In particular, Graham's research has 131 genes related to nine types of antibiotics used to treat many infections.
For example, the gene that gives tuberculosis-resistant bacteria was detected in all soil samples, while the blaNDM-1 gene was found in 60% of controls.
Transmission through birds
According to Graham, these genes may have reached the Arctic soils above all through the faeces of birds and the arrival of other animals, because people rarely visit the area.
"Less than three years after discovering the presence of blaNDM-1 in the urban waters of India, we find it thousands of miles away in an area where there is minimal human impact" explained the researcher.
"The invasion of areas like the Arctic strengthens the idea of how effective and rapidly the expansion of antibiotic resistance is, which confirms that solutions to this problem must be global rather than local », affects.

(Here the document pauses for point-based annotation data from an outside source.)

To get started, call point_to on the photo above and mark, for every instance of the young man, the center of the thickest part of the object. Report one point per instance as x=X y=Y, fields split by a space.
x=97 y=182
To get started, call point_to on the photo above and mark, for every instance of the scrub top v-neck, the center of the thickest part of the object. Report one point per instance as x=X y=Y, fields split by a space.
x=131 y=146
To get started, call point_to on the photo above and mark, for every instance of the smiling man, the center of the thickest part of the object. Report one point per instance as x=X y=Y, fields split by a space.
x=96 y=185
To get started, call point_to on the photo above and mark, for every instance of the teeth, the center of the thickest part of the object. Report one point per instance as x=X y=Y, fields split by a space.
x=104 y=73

In fact, according to the World Health Organization (WHO), resistance to antibiotics is a global crisis, and one of the biggest threats to global health, food safety and development.
People have accelerated research
"What people have done through overuse of antibiotics, anywhere in the world, is acceleration of the rate of evolution -The bacteria- creating a new universe of resistant species that have not existed so far », Graham explained.
The consequence is that, while natural bacteria can easily be adapted and become resistant, there are several developing antibiotics because, "Simply, it's not profitable to do them", according to Graham.
To avoid a serious problem with antibiotic resistance, this scientist suggested not only to improve the management of medicine and agriculture, but also learn better transfer of this phenomenon through water and soil.